Ideally, this is what the planners would like to have done with the current works, and a 5km stretch of the dike near the village of Warder. This was not possible though because the water is too shallow for one of these large vessels to get anywhere near the shore to supply the 500,000 cubes of sand needed to construct the new dike.
Further complicating matters was the roughly 2.0m layer of peat at the bottom of the murky water near the current dike, below which are many metres of mud.
Unable to support the weight of any mobile machines, this quickly ruled out the normal use of an excavator and dozer to level sand pumped ashore.
Trucking all the required sand (roughly 25,000 loads) along the narrow road on the land side of the dike would have been unpopular with local residents. The only real option was to bring the sand over the water.

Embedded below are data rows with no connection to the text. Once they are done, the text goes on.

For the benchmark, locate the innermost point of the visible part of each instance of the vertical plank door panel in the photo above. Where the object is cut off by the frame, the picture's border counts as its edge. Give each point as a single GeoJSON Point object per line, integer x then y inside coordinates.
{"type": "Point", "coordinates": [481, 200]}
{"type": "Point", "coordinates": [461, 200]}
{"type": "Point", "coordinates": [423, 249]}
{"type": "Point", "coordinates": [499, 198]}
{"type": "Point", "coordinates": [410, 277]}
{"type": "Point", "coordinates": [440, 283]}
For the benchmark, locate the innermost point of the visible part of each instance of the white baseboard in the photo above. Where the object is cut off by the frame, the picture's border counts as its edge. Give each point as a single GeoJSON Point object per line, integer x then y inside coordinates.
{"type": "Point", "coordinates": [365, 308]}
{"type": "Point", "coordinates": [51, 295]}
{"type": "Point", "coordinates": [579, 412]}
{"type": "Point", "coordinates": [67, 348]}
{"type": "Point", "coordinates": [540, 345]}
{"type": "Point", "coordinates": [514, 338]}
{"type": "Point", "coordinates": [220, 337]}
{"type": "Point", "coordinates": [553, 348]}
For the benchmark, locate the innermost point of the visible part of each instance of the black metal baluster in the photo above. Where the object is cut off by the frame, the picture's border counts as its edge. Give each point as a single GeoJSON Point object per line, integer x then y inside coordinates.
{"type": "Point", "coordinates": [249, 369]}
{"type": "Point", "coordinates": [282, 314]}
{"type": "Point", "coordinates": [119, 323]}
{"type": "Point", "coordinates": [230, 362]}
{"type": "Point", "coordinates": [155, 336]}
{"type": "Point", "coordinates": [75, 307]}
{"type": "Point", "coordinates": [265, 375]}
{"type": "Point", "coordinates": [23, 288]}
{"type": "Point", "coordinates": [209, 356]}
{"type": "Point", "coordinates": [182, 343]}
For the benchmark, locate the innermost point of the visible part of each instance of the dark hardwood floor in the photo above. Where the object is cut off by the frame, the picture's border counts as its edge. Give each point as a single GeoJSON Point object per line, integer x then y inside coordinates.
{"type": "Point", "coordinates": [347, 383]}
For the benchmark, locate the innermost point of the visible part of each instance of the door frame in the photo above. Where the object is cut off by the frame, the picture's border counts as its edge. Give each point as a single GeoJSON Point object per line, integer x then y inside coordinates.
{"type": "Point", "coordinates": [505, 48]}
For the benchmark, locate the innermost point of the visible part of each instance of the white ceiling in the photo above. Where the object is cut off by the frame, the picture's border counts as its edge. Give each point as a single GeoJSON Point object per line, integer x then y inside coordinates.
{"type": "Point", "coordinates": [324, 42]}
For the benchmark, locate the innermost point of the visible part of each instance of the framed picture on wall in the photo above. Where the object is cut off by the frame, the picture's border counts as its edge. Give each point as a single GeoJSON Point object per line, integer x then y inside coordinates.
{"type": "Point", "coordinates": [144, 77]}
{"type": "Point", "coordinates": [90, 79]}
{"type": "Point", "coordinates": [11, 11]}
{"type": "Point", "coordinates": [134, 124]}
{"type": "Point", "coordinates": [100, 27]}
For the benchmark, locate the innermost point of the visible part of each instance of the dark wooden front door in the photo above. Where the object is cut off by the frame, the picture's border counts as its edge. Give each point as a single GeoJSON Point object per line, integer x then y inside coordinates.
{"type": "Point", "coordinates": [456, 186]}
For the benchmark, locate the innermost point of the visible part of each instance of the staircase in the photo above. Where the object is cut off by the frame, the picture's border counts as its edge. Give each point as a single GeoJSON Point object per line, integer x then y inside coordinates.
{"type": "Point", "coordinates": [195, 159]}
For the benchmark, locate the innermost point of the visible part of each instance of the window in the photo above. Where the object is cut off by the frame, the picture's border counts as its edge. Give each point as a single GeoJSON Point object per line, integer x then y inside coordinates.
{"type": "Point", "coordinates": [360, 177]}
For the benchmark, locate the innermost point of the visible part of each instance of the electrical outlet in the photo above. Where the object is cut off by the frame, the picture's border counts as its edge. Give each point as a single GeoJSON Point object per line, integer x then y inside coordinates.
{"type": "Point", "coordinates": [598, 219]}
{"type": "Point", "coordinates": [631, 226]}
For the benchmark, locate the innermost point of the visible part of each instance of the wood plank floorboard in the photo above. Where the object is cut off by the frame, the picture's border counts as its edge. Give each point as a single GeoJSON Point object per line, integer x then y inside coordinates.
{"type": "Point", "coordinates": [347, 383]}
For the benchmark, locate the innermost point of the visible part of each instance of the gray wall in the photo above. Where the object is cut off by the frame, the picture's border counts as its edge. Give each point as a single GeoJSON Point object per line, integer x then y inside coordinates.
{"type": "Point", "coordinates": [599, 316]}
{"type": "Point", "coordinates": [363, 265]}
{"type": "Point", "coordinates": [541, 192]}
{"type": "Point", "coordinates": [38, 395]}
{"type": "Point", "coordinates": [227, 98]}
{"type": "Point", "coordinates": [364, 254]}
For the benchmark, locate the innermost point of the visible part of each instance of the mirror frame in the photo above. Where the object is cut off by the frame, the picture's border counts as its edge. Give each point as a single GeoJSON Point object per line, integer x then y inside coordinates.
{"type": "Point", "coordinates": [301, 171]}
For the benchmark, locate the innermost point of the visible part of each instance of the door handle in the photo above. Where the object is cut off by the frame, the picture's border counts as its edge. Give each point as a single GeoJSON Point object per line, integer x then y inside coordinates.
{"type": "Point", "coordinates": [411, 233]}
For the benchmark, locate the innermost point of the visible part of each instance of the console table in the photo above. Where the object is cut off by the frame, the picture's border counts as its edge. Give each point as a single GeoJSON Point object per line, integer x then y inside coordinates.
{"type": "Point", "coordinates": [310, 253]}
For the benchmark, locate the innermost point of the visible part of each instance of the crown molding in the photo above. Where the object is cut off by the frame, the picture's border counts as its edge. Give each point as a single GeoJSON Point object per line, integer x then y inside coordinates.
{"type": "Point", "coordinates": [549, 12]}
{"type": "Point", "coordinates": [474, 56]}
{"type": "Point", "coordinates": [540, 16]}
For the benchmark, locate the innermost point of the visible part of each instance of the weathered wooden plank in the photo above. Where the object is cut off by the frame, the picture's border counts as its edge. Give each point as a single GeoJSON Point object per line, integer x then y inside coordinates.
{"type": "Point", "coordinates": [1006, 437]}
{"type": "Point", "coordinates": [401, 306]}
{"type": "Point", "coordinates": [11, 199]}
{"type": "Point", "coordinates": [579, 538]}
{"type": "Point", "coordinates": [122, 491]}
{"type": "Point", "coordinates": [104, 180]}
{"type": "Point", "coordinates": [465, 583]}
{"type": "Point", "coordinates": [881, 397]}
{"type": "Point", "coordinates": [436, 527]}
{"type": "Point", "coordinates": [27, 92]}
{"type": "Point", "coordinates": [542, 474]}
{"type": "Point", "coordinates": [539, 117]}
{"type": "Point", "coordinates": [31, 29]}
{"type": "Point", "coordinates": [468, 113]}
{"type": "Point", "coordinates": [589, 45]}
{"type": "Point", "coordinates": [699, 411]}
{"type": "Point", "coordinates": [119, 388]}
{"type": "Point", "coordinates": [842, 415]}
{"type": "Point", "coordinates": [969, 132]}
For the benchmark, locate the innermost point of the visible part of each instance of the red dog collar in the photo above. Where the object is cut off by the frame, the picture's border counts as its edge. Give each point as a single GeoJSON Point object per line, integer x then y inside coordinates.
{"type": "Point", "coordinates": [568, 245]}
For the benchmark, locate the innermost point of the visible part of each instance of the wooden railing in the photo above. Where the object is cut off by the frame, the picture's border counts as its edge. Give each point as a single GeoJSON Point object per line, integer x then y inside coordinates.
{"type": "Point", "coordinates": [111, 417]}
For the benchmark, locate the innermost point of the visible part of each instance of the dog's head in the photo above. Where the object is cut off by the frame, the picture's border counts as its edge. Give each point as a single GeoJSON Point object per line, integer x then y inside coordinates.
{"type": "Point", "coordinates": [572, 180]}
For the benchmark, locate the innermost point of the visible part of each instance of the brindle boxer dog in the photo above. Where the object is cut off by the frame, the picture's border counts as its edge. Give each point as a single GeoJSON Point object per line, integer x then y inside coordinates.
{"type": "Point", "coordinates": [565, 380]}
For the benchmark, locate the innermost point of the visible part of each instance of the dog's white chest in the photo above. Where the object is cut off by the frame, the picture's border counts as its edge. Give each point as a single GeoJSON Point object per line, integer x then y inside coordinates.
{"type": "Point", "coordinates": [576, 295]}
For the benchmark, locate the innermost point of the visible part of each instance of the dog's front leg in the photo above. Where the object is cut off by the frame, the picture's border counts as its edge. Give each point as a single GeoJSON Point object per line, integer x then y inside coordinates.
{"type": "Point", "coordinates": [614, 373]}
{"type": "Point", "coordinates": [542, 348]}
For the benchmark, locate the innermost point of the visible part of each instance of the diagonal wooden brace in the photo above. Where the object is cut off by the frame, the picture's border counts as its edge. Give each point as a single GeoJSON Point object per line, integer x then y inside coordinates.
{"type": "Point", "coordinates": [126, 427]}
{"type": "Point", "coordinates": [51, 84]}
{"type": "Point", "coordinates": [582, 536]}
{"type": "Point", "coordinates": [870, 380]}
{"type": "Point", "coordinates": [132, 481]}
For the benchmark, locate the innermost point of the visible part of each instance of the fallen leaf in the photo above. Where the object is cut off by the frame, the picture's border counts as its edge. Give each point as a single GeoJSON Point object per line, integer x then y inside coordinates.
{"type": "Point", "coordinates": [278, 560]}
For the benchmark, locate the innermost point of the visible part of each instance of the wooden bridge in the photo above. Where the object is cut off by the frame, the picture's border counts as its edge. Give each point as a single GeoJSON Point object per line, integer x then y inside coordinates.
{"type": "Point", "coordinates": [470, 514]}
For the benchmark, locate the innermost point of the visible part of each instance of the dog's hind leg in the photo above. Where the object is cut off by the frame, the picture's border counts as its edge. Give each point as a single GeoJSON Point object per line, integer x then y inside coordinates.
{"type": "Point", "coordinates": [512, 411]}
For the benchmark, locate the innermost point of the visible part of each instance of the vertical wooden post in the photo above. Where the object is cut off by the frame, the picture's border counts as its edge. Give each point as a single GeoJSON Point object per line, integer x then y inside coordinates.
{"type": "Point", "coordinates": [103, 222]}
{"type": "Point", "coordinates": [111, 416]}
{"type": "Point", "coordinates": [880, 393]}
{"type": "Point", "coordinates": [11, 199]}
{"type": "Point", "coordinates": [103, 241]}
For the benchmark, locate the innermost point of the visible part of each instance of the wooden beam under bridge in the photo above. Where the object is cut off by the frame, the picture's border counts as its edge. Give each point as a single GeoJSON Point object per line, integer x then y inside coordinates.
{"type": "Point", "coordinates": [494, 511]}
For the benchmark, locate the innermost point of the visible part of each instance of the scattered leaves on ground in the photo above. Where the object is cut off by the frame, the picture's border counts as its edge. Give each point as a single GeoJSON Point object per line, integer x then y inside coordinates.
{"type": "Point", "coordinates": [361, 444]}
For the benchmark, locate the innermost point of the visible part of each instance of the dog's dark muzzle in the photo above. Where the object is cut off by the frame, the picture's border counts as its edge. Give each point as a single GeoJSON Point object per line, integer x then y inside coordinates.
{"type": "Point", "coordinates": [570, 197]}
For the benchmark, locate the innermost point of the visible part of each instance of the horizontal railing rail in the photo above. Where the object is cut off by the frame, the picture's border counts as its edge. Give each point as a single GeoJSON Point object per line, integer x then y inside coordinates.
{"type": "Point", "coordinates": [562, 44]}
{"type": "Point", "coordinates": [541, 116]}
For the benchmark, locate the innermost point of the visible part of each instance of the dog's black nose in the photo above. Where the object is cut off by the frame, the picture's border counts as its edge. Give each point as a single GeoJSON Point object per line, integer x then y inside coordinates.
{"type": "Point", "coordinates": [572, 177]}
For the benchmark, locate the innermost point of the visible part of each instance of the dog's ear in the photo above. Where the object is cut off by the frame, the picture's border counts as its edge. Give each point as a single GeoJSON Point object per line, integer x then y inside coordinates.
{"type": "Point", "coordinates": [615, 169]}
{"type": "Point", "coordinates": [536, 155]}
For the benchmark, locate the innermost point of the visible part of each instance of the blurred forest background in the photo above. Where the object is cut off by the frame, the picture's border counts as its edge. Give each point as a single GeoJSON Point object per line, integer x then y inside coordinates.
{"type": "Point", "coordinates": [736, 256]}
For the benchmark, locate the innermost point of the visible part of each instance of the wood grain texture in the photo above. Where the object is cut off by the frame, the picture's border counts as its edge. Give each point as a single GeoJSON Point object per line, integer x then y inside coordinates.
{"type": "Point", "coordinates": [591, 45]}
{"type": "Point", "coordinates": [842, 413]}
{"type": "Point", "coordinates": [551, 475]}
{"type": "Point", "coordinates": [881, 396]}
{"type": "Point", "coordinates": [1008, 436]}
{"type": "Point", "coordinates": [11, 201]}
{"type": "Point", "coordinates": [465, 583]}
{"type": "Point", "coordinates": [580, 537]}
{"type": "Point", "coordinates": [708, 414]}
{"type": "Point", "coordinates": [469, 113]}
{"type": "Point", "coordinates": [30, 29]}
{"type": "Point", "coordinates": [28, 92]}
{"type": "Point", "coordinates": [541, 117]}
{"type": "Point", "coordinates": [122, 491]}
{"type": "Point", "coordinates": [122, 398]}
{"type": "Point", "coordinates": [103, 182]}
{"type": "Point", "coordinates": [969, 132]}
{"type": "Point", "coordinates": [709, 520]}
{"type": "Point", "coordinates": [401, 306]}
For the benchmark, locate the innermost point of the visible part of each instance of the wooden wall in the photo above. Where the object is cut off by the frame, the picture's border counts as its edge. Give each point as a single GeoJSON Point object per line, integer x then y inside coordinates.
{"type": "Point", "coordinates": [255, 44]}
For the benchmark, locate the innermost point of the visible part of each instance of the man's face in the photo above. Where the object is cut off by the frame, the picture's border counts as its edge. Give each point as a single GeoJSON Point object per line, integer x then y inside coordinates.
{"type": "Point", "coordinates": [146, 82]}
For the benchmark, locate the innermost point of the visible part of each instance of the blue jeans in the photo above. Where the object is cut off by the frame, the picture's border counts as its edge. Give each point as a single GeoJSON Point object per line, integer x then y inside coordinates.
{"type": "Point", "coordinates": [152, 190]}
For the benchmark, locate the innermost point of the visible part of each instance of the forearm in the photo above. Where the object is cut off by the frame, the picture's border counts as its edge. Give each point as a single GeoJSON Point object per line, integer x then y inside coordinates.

Boskalis’ engineering department at Papendrecht, near Rotterdam, was charged with coming up with a solution. After quite a bit of brainstorming, the radical concept they devised relies on the rainbowing technique. Not from a dredging vessel, but from an excavator!
The result of their efforts is amazing and really does have to be seen to be believed because a roughly 17.0m arc of sand and water is rainbowed out from the front of a new Cat 336.
Material supplied via a 30cm-diameter flexible pipe (lengths of 24.0m), is conveyed through a sturdy metal pipe up the rear of the excavator and along the top of the main structure after which it is plumped into a flexible pipe.
Attached to a quick-attachment system at the end of the excavator’s standard 9.0m boom and stick is a 3.0m length of 30cm-diameter rigid pipe. The bolt-on spreading device at the end reduces the diameter, creating the pressure to blast the material out and allow the operator to create an even blanket of sand.
It has not been put on the scales, but in its current guise the excavator, complete with its slightly heavier rear counterweight, is believed to weigh around 42.0-43.0t. A bit heavier than the standard 37.4t of a Cat 336, this is the maximum load the soft land can support.